Agenda 12/09/2023 às 17:53

   A infância faz referência à faixa etária situada entre o nascimento e a idade de doze anos aproximadamente. É o lapso da vida humana considerado importantíssimo porquanto as experiências vivenciadas nesse tempo, tem o poder de interferir poderosamente no subsequente desenvolvimento emocional, social, intelectual e físico das pessoas. Uma característica marcante da infância diz respeito ao fato de que em seu desenrolar a criança não é norteada pela faculdade racional, e, como não poderia deixar de ser necessita ser guiada pelos adultos. E no grupo composto por crianças e adultos ocorre o relevante processo de socialização.

     Segundo a versão científica ele pode ser entendido como o movimento pelo qual o indivíduo aprende a adaptar-se ao modo de viver dos diversos agrupamentos sociais por meio da aquisição de comportamentos aprovados pelos seus integrantes.
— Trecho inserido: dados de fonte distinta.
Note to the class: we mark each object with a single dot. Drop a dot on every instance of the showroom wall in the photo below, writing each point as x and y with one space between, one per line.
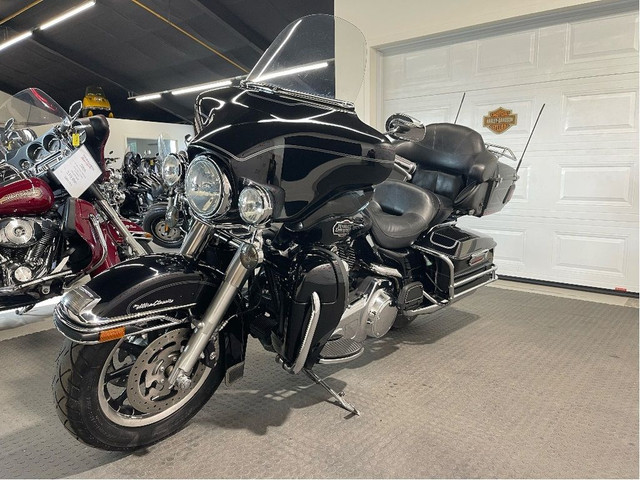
121 129
574 215
387 23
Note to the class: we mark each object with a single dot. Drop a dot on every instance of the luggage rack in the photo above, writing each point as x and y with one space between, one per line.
501 151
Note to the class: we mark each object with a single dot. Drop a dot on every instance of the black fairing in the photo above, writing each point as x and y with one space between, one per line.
311 152
321 271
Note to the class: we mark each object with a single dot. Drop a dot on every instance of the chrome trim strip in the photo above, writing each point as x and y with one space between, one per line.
446 260
120 226
97 233
384 271
300 360
17 288
438 306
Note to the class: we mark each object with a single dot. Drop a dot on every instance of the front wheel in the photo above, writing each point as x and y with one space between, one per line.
115 395
156 224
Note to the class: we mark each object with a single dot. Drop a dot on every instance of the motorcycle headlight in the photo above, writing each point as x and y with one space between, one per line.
171 170
206 188
255 205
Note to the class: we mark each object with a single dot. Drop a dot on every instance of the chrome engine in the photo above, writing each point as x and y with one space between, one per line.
25 248
370 313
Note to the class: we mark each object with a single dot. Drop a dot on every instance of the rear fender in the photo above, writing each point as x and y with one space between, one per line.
81 218
320 271
125 296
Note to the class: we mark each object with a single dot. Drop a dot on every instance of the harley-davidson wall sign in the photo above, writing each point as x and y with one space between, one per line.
500 120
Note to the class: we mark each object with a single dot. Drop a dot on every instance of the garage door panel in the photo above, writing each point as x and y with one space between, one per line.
602 39
574 215
589 254
605 46
507 53
600 113
613 186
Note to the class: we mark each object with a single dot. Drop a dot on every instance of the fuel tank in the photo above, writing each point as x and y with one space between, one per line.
28 196
317 156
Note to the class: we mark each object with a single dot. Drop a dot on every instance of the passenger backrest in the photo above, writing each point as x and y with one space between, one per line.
453 162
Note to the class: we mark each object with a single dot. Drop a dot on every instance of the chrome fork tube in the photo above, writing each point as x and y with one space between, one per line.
113 216
121 227
213 316
196 239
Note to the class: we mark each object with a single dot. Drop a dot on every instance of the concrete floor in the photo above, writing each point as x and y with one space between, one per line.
505 383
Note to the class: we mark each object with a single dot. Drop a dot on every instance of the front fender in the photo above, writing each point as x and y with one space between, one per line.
129 297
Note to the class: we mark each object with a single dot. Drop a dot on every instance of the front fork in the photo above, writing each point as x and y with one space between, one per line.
246 258
115 219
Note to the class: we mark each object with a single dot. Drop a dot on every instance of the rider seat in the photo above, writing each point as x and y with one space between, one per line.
400 212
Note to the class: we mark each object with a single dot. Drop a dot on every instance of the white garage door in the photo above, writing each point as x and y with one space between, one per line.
574 217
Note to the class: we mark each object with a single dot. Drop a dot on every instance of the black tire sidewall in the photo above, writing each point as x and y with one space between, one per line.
118 437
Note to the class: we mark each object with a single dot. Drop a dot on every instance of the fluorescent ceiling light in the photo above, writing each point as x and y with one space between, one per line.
69 14
151 96
291 71
14 40
198 88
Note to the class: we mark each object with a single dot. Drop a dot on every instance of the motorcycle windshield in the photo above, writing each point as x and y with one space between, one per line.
31 108
303 58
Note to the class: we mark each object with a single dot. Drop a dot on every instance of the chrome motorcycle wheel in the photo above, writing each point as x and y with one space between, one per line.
112 395
133 387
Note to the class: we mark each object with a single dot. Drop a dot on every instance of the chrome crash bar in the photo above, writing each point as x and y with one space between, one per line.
453 285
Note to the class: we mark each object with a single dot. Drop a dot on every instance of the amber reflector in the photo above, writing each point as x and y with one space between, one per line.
113 334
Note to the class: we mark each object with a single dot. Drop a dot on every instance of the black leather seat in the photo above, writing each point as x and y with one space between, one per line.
400 212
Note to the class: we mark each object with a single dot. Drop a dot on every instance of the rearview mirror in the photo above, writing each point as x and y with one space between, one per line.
75 109
8 125
405 127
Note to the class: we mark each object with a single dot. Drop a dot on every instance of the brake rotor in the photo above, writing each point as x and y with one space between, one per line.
148 389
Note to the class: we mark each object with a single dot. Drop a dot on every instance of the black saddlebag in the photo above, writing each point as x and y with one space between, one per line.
454 162
461 260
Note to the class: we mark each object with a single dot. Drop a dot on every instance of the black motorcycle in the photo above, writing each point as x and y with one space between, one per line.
299 239
167 221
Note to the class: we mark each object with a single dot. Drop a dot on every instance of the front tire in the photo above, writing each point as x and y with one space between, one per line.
86 376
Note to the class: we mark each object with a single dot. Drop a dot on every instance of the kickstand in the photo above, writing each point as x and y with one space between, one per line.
338 396
23 310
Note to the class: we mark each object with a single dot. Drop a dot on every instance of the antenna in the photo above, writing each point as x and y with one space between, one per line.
530 135
460 107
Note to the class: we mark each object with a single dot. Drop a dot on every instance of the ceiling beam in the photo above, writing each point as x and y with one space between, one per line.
115 78
222 13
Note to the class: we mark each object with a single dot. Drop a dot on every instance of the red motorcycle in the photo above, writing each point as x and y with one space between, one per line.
56 227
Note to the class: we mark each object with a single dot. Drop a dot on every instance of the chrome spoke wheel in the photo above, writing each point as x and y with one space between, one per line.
134 389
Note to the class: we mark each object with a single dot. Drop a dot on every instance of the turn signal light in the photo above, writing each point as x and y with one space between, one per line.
112 334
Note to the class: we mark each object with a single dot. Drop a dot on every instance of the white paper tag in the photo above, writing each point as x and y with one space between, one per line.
78 172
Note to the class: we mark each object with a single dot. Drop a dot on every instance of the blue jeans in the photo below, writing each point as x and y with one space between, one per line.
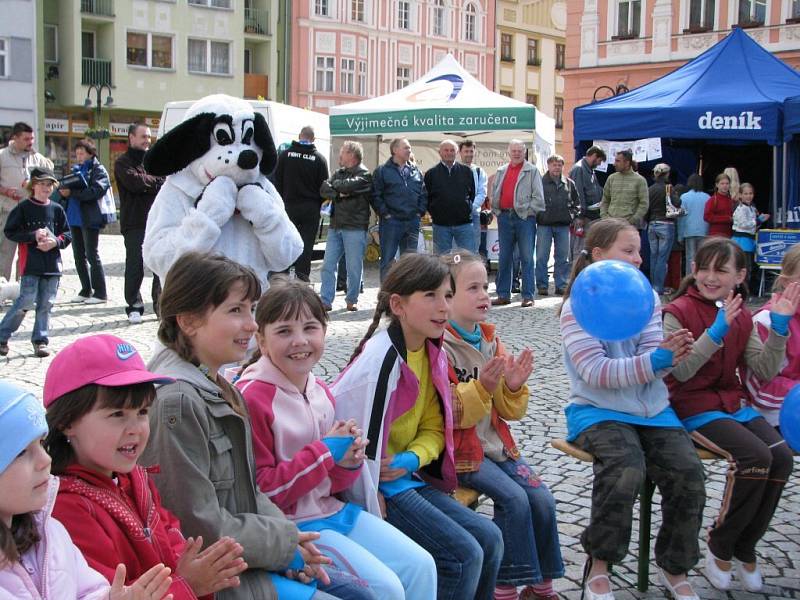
520 233
546 236
661 236
351 243
394 566
33 290
525 511
449 237
466 546
396 236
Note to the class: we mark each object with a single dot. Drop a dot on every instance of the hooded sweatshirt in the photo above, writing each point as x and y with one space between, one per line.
294 468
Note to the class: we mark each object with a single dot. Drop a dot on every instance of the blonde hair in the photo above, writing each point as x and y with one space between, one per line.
790 267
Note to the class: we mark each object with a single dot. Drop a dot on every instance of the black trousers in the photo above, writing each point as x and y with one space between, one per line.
305 216
134 274
87 262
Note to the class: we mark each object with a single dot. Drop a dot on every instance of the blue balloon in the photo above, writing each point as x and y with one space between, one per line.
612 300
790 418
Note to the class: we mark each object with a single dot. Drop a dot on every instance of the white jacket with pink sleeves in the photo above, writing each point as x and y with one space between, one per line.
62 569
294 468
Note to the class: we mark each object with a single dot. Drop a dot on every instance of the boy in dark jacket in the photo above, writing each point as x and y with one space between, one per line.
40 228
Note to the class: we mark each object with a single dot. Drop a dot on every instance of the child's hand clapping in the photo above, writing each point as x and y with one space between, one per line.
213 569
152 585
491 373
786 303
518 370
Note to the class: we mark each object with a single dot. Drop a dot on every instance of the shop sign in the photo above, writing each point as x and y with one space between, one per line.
56 125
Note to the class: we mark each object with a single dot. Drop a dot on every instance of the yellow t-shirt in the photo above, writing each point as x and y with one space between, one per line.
421 429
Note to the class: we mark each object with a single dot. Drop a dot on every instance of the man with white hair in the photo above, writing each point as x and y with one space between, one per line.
517 197
451 191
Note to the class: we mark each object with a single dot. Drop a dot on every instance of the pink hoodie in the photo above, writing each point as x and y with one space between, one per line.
294 468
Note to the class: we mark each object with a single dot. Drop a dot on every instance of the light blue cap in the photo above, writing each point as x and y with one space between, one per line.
22 420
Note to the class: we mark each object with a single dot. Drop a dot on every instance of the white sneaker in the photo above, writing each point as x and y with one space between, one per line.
751 581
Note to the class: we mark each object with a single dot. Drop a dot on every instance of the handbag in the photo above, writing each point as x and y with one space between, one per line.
108 208
672 212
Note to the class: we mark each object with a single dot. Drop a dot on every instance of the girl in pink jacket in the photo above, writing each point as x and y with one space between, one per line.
38 560
304 456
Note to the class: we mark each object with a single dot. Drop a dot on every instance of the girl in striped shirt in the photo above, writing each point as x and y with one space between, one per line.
619 412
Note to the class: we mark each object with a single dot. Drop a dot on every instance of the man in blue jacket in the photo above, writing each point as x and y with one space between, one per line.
399 198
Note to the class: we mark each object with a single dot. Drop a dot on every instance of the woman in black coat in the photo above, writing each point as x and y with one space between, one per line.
86 221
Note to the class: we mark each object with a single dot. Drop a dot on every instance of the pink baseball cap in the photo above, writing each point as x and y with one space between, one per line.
100 359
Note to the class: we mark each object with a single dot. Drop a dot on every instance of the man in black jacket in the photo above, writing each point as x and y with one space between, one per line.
300 172
451 190
350 191
562 204
137 190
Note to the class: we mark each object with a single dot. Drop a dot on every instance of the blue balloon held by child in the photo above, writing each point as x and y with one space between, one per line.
790 418
612 300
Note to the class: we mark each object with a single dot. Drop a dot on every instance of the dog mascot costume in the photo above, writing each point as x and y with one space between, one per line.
217 197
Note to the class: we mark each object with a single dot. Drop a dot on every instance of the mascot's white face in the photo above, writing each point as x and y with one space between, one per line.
219 136
232 152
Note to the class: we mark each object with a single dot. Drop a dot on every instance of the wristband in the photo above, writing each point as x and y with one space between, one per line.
661 359
338 445
780 323
718 328
405 460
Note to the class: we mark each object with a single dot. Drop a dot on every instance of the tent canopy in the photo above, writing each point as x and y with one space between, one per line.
733 91
791 117
446 100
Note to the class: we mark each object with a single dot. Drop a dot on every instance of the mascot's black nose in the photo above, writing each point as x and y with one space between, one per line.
247 159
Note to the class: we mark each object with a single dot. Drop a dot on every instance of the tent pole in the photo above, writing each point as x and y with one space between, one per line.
774 180
784 191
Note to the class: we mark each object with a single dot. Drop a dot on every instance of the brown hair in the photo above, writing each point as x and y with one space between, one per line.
602 234
70 407
196 283
456 260
411 273
17 539
716 251
285 300
790 267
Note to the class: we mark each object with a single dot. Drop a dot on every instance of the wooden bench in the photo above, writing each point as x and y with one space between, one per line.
645 507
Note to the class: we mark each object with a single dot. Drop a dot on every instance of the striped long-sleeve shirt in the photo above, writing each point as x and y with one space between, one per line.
614 380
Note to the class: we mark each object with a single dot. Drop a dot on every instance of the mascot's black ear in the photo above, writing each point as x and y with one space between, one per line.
180 145
262 137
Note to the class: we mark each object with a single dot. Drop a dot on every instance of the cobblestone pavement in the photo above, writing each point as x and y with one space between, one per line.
570 481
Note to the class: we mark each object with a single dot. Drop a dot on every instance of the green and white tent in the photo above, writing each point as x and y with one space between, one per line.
446 102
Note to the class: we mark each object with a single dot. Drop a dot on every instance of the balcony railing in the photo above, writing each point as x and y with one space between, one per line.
256 21
96 71
103 8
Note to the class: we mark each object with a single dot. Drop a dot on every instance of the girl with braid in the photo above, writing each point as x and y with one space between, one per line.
397 386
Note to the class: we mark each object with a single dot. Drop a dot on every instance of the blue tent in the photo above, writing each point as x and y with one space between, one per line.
734 91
Os principais agentes da socialização são a família, a escola, a religião, os meios de comunicação e os grupos convencionais e virtuais de convivência. Também são múltiplas as teorias que explicam tal marcha adaptativa. O Funcionalismo diz que os mais velhos transmitem aos mais jovens os padrões de condutas assentidos. A Psicanálise propõe que ocorre o desenvolvimento de um superego norteador das ações. O Interacionismo Simbólico ressalta a conquista da capacidade de comunicação com os outros possibilitando a troca de influências.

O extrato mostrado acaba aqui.